Honesty is Such a Lonely Word

sawaboof's picture

Around 9:30 last night, I took my car to go visit a friend.

I parked in a metered parking lot around 9:40pm and, for some reason, I thought parking was free after 10pm. I threw a dime in the meter and was set for 24 minutes of parking. Plenty of time.

Or so I thought.

I returned to my car to find the dreaded envelope from the violations bureau. Confused, because free parking starts at 10pm, I looked at the sign. Free parking starts at midnight. Oops. Well, $20 for a learning experience isn’t bad. At Arizona State University, your meter running out gets you a nice $86 fine (I won’t go into all the times my friends have caught the ASU parking police writing them tickets with time still left in the meter).

I brought my ticket home with me and put it on the kitchen counter to pay the next day.

Today I took a look at my citation. Where it was describing the vehicle, in big letters it says TX. My car is not from Texas. A thought formed in my head. If I don’t pay the fine, they’ll never be able to trace it. My Arizona license plate won’t register any violations if they look it up in their data base. I know, because I typed in my correct license plate information online to make sure.

We're sorry, no parking Citations were found in the system for the Citation or license plate number that you entered.

I want you all to know that I mailed out a check for $20 today to the City of Milwaukee. I made a mistake and, limited in funds as I am, I was raised to accept the consequences of my actions. Also, Catholic guilt. It’s not a myth. I’m full of Catholic guilt. I know if I’m not doing what I think is the right thing and I don’t let myself forget it.

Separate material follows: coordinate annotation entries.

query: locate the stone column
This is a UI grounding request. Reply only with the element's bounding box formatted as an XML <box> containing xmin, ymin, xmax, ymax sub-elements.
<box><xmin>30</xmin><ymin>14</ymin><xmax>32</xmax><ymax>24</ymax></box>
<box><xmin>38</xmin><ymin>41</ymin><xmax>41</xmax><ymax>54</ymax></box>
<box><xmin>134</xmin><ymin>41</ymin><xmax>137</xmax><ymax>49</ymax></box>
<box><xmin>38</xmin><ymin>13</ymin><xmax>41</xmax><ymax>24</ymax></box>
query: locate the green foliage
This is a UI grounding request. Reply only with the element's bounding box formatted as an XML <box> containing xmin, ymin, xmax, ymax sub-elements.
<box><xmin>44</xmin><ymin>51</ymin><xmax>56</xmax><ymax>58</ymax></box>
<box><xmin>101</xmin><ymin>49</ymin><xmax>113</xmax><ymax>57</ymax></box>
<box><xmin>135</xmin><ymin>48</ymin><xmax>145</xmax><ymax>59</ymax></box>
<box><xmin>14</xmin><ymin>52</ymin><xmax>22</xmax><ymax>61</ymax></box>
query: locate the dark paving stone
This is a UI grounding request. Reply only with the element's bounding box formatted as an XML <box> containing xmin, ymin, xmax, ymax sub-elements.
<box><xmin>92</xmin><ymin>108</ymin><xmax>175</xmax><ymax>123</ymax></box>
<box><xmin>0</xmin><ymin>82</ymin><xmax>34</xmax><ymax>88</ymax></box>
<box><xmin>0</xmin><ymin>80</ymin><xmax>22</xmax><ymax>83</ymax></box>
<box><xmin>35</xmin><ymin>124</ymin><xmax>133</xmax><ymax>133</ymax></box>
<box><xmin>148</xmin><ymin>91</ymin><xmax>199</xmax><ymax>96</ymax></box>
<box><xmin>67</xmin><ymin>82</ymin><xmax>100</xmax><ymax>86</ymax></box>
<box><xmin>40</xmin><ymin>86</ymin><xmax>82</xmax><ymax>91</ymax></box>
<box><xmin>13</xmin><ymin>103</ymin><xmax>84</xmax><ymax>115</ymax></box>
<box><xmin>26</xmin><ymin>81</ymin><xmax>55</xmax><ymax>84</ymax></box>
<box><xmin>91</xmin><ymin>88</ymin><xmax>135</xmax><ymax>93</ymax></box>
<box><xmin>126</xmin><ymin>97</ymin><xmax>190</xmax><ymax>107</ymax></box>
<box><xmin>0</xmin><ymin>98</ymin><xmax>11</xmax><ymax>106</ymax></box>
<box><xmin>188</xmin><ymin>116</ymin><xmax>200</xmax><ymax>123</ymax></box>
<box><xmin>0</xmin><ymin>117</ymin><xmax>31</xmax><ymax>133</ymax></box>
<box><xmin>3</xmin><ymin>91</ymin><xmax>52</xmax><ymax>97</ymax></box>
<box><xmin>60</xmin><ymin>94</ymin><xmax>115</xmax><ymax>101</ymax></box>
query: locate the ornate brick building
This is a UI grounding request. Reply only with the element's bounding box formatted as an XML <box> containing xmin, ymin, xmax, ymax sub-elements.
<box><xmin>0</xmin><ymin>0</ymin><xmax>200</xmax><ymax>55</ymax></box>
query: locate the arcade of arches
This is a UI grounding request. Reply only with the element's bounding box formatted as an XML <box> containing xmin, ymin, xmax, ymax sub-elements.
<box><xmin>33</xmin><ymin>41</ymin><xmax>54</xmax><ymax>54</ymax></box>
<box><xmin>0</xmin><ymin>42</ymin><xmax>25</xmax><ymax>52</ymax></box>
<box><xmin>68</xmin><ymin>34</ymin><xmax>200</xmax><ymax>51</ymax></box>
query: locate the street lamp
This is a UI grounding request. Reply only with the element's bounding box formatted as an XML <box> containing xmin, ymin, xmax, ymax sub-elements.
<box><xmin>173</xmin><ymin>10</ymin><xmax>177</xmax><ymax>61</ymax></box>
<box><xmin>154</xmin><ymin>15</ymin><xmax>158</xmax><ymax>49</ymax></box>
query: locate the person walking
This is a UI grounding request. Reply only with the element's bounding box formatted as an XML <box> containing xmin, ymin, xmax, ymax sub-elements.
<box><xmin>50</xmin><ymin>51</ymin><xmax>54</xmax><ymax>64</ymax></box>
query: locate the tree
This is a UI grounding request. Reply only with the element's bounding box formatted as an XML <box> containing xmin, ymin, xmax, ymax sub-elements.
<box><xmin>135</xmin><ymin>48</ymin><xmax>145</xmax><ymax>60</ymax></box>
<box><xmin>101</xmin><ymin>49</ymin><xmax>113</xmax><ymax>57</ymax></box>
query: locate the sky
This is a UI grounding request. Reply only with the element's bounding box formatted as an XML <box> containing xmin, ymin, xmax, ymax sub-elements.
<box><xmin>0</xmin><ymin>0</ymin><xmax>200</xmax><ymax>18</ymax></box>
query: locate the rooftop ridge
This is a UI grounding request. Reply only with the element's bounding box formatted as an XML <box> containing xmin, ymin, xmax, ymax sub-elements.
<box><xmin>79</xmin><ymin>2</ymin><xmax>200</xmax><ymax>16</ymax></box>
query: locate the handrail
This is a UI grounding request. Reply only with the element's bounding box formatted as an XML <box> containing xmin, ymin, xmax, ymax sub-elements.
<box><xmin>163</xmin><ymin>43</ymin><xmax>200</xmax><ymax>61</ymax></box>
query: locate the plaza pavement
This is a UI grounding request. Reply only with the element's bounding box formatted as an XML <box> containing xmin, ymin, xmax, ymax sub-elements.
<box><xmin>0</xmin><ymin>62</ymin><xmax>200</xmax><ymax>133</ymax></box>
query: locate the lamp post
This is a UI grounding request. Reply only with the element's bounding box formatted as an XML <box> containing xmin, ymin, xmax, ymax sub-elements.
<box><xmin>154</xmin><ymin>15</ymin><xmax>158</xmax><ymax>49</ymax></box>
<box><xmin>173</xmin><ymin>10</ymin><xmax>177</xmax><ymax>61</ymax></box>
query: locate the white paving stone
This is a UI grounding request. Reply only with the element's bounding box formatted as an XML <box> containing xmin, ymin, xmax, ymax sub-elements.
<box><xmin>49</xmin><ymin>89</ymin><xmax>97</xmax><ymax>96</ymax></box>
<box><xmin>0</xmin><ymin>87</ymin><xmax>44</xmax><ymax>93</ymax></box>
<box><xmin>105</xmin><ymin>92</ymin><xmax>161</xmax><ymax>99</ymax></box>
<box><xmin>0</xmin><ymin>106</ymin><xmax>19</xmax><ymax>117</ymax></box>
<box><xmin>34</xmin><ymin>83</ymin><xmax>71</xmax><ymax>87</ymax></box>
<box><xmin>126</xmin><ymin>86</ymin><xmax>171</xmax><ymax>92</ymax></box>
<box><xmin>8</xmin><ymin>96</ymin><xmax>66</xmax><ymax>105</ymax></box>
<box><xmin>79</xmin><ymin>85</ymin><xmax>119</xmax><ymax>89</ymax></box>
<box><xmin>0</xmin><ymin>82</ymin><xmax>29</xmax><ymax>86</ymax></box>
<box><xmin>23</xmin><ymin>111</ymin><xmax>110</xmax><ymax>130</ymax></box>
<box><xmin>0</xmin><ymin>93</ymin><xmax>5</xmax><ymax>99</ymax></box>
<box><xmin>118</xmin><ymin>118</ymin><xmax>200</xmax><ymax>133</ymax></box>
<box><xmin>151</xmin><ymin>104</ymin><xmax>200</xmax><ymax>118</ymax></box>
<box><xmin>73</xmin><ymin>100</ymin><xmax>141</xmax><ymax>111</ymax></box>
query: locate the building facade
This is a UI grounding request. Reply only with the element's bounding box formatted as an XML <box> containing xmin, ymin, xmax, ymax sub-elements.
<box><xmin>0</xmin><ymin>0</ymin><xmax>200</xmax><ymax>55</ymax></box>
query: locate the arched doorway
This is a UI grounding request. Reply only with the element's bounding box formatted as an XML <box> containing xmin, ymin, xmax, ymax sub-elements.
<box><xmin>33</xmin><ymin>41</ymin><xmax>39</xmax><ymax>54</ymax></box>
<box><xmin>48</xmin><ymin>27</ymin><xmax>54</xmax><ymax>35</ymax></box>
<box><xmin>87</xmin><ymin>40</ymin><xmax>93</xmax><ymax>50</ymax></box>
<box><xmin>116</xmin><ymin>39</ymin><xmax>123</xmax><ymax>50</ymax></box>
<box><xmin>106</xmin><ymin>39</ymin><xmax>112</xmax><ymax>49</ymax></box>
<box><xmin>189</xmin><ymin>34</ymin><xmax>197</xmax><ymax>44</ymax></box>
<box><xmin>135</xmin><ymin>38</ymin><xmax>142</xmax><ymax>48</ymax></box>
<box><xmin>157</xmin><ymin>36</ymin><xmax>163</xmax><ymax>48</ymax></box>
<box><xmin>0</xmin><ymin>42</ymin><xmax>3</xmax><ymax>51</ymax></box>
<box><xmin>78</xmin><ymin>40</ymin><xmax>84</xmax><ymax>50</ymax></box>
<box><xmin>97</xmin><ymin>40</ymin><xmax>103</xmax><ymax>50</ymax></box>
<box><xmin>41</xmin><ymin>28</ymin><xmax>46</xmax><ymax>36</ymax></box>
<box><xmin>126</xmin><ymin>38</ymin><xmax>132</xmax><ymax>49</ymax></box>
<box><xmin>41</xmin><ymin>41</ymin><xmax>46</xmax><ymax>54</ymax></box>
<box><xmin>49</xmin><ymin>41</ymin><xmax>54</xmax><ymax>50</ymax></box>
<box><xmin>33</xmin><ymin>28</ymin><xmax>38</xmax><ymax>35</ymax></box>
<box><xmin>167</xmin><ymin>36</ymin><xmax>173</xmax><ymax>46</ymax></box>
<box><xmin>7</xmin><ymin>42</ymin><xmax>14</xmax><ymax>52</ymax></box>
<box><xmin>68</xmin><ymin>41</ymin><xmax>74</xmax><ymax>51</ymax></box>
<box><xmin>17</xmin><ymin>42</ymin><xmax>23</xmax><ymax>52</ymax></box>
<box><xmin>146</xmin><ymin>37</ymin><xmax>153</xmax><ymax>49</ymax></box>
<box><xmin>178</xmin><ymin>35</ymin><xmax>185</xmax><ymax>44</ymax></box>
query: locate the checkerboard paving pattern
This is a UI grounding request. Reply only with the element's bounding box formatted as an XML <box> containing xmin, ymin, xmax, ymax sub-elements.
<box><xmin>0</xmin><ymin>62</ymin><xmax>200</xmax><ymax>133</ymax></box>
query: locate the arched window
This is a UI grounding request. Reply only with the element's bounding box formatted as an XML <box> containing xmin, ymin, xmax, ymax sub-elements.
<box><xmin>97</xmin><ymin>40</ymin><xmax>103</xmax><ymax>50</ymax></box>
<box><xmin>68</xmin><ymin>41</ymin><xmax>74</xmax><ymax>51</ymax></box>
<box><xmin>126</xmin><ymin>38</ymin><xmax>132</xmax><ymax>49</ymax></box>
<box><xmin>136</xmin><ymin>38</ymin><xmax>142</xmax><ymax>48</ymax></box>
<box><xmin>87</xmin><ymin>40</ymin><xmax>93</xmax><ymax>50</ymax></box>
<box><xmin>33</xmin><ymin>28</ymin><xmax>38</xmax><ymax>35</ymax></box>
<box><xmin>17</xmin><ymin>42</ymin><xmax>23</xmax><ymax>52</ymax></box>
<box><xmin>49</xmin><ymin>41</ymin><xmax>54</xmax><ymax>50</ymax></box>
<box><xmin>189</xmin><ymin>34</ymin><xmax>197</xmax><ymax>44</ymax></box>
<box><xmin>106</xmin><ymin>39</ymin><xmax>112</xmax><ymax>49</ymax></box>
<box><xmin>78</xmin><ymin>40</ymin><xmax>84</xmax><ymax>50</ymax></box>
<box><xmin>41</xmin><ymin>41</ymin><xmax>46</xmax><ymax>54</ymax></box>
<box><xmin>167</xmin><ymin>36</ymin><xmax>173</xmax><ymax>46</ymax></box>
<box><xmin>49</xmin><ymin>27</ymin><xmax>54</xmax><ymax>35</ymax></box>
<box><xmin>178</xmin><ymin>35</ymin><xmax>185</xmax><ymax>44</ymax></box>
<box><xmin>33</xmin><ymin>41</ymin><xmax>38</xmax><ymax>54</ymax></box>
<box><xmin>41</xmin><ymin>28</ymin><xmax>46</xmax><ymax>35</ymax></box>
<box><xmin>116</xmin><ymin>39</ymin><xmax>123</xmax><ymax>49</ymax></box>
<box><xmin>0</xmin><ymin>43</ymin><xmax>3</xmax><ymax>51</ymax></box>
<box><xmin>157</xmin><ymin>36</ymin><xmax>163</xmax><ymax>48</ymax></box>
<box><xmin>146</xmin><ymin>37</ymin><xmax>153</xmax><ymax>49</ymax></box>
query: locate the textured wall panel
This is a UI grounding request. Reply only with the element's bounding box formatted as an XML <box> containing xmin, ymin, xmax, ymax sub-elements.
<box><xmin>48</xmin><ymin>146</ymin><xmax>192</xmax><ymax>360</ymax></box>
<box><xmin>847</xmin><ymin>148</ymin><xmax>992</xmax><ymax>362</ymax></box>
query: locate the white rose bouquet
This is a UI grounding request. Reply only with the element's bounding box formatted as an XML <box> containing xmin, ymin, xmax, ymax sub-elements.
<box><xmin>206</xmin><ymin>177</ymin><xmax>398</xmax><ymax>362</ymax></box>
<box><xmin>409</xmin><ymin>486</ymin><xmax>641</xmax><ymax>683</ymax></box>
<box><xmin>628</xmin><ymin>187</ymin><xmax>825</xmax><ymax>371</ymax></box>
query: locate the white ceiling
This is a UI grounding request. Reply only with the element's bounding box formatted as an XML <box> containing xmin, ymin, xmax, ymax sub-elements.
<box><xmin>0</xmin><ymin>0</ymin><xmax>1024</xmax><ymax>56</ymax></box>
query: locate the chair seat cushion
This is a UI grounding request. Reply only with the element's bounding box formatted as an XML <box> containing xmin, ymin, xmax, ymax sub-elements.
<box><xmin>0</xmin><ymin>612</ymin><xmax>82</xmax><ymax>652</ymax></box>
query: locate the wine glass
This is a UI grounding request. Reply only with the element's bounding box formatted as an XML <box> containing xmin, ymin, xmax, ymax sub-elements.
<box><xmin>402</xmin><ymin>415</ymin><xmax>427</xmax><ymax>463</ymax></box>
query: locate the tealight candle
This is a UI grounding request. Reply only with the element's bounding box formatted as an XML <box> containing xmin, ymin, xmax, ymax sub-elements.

Maybe if my situation was different, I would have felt that paying that fine just wasn’t top priority for me. It’s only $20 but, what if I needed that $20 to eat this week, or to pay bills? I understand that, for some, this mistake would have been a huge relief. For me, it would have been cheating to get out of an annoyance. And I know my $20 is going to fund good things like street maintenance and garbage collection.

I also consider myself lucky. This could have worked in my favor, had I let it, but it could have just as easily gone against me. What if they had just towed my car? What if I had called to report my vehicle missing and they had no record of it?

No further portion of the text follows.